Depois de mais de 100 anos de intensa actividade, nesta sua última fase de exploração, em 1963 a poderosa mina inglesa declarou falência. O meu pai foi o último mineiro a abandonar as instalações da empresa, assistindo ao seu total desmantelamento, sem salários até 1966. O que restava da população mineira é mergulhado num fosso de carência e desespero, só comparável aos efeitos dos grandes conflitos terrestres. Perante um total alheamento e silêncio das autoridades governamentais portuguesas.
Aqui existia uma mercearia que nos abastecia de tudo o que as hortas e capoeiras não conseguiam produzir. Ao momento do encerramento da mina, assisti nos meus 7 anos de idade, aos prantos sucessivos das pessoas que vinham pedir géneros a crédito. Sendo as suas dívidas já demasiado antigas para que pudessem pedir fiado de novo com alguma dignidade. Por vezes, o proprietário da loja, de seu nome António Bartolomeu Nolasco, chorava a par de quem lhe pedia. E sempre o observei a ceder. A dar os alimentos na sua solidariedade infinita, que a fome de mais um dia de crueldade não permitia retrair e evitar.
Mértola avistava-se da margem esquerda como um morro escalvado e decrépito. Como símbolo de um Estado e de uma Nação moribundos, há muito distanciados do Mundo e terrivelmente ausentes de si mesmos.
Entrar em Mértola antes da minha primeira partida para Lisboa, era regressar inevitavelmente à mesma sensação de desconforto e repulsa causada pelo nosso primeiro encontro.
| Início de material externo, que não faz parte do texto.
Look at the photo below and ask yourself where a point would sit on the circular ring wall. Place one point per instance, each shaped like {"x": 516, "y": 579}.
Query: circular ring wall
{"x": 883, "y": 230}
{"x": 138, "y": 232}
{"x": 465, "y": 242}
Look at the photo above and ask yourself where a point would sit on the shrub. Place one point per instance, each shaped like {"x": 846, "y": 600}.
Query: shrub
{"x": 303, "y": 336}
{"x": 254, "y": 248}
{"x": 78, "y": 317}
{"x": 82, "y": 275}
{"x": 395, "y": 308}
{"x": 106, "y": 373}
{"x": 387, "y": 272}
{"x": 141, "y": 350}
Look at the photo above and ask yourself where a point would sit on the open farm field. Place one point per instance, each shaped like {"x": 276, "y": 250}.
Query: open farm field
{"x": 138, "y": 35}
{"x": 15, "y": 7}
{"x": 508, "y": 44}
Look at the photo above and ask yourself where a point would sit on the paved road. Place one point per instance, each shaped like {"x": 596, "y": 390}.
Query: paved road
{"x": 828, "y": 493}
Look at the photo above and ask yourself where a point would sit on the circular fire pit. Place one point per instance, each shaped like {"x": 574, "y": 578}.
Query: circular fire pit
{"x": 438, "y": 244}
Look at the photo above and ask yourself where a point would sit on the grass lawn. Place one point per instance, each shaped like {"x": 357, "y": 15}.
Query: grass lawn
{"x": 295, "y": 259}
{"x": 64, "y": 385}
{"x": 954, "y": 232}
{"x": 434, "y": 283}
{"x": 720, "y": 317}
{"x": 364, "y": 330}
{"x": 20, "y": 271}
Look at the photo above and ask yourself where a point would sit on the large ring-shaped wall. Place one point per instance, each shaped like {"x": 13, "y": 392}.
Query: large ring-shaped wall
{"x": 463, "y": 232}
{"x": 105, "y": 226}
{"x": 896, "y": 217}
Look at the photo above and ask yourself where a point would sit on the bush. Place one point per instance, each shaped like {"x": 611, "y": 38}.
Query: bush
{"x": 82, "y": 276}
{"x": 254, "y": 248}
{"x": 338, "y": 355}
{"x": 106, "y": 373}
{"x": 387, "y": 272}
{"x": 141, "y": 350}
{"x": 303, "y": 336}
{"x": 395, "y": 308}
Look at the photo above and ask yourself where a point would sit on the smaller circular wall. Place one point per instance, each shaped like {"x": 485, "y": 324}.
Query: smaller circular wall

Nada nela me seduzia. Apenas o seu majestoso e enigmático rio, me sugeria naquele período o fascínio, que a urbe ameaçada na sua ausência de brilho e no seu sono latente, era incapaz de me proporcionar.
A antiga cidade do Império Romano, Myrtilis, foi um importante porto fluvial. De onde o Guadiana se lança sobre as águas do oceano e a tornavam rainha do seu tempo e do seu território. Aqui aportavam os mercadores do ouro e dos tecidos; das vasilhas; das especiarias e dos cereais.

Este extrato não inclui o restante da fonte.